LAWRENCE: (or Laurence), a baptismal name and surname of England, Ireland and the Channel Islands, from the Latin Laurentius - of Laurentum (a city), ? ultimately from Latin laurus - bay tree. St.Laurence the Deacon, martyred at Rome in 258, was a favourite saint in the Middle Ages. (Withycombe, Reaney, Cottle, MacLysaght, Turk). See also REEVE(S). Traced by Guppy especially in the south and west of England, and by MacLysaght in Ireland though "not closely identified wiyh any particular locality," In Newfoundland: John Lawrence, of Manuels, 1871 (Lovell's Directory) Modern status: Scattered.

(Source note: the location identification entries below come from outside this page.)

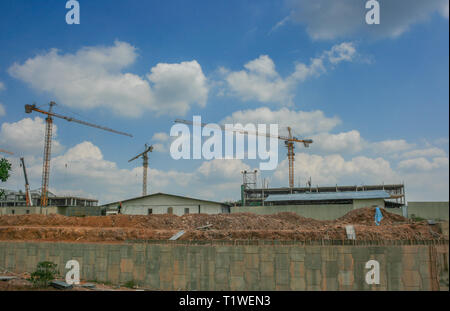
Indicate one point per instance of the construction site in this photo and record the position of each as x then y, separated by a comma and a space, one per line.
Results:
293, 238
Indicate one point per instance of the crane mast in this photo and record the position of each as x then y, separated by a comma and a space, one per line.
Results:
29, 201
289, 142
145, 167
48, 142
47, 154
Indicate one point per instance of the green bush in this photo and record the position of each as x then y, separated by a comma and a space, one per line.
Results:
46, 272
130, 284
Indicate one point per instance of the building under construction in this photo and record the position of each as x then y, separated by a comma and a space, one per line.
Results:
15, 203
252, 196
393, 195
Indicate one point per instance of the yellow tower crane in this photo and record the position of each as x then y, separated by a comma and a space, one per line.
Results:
145, 166
288, 141
48, 142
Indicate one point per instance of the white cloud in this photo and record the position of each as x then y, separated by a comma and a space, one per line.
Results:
423, 164
260, 81
163, 140
334, 169
27, 136
429, 152
179, 86
223, 169
161, 136
93, 77
330, 19
346, 142
391, 146
302, 122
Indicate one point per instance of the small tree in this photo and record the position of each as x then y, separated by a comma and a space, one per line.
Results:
45, 273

LYONS: a surname of England and Ireland,Lyon of England and Scotland, "Either from Lyon, the popular pronunciation of Leo and Leon,or a nickname from the lion," or from the French place name Lyons-la-Foret (Eure), or from an inn sigh; in Ireland for O Laighin in Co. Galway, eslewhere usually Lyne, or for O Liathain in Co. Cork, eslewhere Lehane. (Reaney, Cottle, MacLysaght, Black). Guppy traced Lyon in Lancashire; Spiegelhalter traced Lyon(s) in Devon; and MacLysaght traced Lyons in Cos. Cork and Galway. In Newfoundland: Thomas Lines, fisherman of Long Pond, 1841 (DPHW 39) Modern status: Bell Island (Electors 1955), Avondale.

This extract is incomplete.